Nineteen-year-old Annie (Phoebe Cates, GREMLINS) drops out of college and hops a bus to Los Angeles to stay with her gallery owner sister Marsha (Pamela Bellwood, TV’s DYNASTY) who has just moved in with her doctor boyfriend David (Ted Wass, SHEENA: QUEEN OF THE JUNGLE). Annie’s and Marsha’s father Tom (“special guest” Efrem Zimbalist Jr., WAIT UNTIL DARK) is of course disappointed in Annie’s decision, but Annie is determined to get a job and her own place to live. Annie hits the streets looking for a job but discovers that she is incredibly unqualified for anything, so David – who is also being pressured by Marsha to use her father’s social pull to advance his career – gives her a job as a receptionist at the clinic. The growing distance between David and Marsha – whose time is taken up by organizing her first big gallery show – and Annie’s strained relationship with her father soon find the two in each other’s arms; but can Annie and David risk hurting Marsha to be happy.

BABY SISTER isn’t really cult or “drive-in” territory but it’s so indelibly “1980s” in its display of gratuitous Phoebe Cates in tube tops, short skirts, spandex, and steam room towels; and that’s mainly the point since the story is a rather muddled and unfocused. The setup is contains the most sweltering I’ve seen outside of a Tennessee Williams play, with Annie turning heads everywhere as if there are no other hot women in this pre-silicone Los Angeles (in contrast, the filmmakers try to make Bellwood look plainer by pulling her hair back and having her wear little make-up for most scenes and then exaggerating her hair and make-up for the party and gallery opening sequences). In a bit of role reversal, David is cast as the “neglected wife” to the busy and harried Marsha, who embodies the other kind of “daddy’s girl” who is career-minded while Annie takes after her late mother (whose death has left Annie with emotional scars). From the start, he seems to be the one sending mixed messages to Annie with some flirtation that crosses the line from self-deprecation to complement-seeking. Rather than focus on developing the reasons for their attraction, the film takes shortcuts with some cliché situations: their first kiss follows the tragic aftermath of a troubled teen’s overdose that leaves both shaken, and they consummate their affair after watching a ballet performance of Prokofiev’s “Romeo and Juliet” (which Marsha missed and sent Annie in her place).

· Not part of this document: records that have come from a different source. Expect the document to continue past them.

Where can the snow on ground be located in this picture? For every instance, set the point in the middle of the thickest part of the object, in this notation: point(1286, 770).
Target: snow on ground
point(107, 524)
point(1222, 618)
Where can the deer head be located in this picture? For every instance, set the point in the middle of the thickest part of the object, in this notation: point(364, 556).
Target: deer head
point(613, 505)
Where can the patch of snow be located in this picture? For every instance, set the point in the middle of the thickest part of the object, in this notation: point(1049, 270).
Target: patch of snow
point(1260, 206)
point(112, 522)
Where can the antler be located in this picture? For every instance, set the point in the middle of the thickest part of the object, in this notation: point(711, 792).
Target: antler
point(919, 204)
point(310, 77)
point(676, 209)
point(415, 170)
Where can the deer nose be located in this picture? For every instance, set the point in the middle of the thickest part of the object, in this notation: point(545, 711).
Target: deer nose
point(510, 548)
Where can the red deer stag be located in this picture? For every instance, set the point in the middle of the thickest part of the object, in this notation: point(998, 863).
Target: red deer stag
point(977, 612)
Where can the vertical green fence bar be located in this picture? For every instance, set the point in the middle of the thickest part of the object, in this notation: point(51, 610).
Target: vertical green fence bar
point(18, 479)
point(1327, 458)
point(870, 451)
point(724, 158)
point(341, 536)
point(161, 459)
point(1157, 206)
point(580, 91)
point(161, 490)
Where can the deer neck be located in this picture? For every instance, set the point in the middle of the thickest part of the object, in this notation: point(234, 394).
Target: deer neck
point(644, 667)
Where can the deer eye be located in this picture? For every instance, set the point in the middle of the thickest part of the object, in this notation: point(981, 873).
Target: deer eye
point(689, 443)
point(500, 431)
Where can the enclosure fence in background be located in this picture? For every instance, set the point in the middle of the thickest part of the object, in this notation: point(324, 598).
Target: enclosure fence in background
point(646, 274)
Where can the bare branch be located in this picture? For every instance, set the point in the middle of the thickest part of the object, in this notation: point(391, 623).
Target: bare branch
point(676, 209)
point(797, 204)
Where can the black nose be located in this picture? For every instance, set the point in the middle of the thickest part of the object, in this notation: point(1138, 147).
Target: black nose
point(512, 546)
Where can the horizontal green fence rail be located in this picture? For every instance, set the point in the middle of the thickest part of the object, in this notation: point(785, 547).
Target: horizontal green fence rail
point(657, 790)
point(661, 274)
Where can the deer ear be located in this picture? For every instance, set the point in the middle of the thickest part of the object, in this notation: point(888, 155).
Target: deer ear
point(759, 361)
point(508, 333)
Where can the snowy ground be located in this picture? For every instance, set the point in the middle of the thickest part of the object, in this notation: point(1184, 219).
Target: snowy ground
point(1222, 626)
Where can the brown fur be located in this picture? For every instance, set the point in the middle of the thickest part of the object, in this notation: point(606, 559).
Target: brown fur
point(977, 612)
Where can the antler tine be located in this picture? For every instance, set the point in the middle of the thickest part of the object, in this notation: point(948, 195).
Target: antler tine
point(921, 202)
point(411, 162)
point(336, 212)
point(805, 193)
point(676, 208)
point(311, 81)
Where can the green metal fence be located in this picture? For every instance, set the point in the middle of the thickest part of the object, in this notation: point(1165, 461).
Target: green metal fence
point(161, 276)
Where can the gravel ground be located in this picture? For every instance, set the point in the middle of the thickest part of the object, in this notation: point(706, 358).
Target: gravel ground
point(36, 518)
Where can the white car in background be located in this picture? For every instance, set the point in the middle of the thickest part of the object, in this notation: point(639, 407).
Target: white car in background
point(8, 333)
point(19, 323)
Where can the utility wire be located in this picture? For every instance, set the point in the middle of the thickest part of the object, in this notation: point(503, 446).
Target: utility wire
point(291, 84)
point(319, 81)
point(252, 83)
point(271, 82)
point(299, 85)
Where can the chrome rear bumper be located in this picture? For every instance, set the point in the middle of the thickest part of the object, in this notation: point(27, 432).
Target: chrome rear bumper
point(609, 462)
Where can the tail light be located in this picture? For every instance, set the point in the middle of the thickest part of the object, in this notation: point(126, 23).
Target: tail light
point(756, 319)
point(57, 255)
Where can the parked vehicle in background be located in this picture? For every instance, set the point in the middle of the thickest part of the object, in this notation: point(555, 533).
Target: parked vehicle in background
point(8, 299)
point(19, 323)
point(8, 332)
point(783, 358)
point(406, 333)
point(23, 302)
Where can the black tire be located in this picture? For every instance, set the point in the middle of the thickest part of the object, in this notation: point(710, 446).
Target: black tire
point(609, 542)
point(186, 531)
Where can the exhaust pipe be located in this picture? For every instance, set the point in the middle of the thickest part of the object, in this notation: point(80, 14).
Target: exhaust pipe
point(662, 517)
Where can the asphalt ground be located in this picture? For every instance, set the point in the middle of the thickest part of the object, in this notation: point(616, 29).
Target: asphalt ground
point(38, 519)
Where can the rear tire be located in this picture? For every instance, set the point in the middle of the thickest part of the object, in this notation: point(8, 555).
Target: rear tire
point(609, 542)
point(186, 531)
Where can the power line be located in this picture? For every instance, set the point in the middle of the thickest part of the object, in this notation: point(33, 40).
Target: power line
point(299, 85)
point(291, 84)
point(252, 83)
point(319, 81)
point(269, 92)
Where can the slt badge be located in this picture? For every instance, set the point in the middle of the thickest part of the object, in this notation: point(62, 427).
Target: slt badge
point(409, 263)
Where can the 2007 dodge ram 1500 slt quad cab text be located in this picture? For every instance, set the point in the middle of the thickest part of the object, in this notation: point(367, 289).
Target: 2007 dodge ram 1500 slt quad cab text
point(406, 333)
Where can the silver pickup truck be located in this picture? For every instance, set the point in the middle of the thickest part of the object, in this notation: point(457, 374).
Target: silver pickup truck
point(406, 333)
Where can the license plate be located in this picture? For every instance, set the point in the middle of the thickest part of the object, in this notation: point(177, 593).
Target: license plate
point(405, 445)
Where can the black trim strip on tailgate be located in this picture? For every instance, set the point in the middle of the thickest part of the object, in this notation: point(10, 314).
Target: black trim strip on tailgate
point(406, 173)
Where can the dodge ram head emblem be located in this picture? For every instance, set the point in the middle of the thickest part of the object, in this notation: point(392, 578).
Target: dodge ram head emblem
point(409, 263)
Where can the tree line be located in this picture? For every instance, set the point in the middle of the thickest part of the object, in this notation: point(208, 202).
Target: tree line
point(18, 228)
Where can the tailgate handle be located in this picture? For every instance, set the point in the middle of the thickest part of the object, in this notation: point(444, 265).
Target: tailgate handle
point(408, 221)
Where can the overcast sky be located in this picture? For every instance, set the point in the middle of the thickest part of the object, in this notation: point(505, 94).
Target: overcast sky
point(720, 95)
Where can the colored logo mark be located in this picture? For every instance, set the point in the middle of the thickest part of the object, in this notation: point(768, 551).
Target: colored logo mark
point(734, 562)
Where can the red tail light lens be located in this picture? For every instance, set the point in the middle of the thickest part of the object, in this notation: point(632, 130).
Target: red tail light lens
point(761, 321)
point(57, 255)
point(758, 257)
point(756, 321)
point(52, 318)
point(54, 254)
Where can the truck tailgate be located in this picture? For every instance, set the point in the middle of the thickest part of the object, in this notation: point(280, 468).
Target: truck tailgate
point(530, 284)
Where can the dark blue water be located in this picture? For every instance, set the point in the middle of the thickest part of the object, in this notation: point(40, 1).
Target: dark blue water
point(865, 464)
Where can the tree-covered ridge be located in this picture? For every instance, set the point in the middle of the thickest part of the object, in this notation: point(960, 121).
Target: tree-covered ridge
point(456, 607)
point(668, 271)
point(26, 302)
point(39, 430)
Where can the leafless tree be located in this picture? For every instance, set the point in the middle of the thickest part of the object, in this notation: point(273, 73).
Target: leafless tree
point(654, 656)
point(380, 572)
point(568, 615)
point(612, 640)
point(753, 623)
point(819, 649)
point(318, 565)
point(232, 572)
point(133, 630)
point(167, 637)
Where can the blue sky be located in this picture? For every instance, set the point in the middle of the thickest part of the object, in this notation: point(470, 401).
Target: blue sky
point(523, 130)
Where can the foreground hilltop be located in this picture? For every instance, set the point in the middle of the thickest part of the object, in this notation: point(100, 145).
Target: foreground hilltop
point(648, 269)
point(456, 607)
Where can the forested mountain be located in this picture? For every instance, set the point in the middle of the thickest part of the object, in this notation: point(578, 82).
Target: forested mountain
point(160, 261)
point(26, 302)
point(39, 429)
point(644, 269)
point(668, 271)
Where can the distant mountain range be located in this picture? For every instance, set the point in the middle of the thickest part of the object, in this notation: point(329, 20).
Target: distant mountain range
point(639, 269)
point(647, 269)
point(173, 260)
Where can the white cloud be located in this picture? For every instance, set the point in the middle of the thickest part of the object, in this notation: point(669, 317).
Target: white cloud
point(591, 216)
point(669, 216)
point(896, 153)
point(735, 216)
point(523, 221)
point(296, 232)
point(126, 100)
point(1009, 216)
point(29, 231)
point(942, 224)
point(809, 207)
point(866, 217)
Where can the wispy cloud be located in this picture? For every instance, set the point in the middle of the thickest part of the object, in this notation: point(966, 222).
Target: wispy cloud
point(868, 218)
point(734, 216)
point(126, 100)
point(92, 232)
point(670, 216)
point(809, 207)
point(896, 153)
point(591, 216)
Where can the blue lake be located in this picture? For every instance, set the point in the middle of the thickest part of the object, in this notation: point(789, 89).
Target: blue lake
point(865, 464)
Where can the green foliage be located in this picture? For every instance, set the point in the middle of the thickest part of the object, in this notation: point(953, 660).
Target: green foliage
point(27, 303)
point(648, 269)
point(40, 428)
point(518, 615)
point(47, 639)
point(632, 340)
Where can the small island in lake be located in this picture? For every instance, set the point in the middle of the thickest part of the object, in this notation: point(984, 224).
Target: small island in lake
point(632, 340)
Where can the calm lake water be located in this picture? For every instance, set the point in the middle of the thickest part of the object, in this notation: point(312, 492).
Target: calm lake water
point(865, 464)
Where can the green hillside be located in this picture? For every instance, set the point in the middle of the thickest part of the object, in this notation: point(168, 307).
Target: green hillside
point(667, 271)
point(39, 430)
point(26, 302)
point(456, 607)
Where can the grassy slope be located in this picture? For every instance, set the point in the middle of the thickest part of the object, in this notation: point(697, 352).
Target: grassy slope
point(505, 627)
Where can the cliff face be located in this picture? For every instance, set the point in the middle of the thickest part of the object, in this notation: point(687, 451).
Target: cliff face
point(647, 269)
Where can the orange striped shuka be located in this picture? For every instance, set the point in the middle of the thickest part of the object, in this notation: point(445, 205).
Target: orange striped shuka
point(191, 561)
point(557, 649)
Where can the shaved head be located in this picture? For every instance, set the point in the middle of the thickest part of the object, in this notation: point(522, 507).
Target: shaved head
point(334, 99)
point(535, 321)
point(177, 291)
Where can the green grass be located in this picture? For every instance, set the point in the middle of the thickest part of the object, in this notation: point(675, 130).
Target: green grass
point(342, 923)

Similarly, the interjection of the drug pusher character Fancher (Thomas Duffy, DEATH WISH II) into the scenario feels more like a late addition to the script to speed up the film’s resolution and add some action (rather than suspense since you pretty much can guess how he’ll figure into the climax in his very first of his two scenes). The heart of the drama really seems to lie with the family (between the sisters, as well as Annie and her father) – and it is in these scenes where the acting is most impressive – David functions more as loving father figure who mends the fractured family (he even gets to trump Annie’s attempt at a noble act with one of his own at the end).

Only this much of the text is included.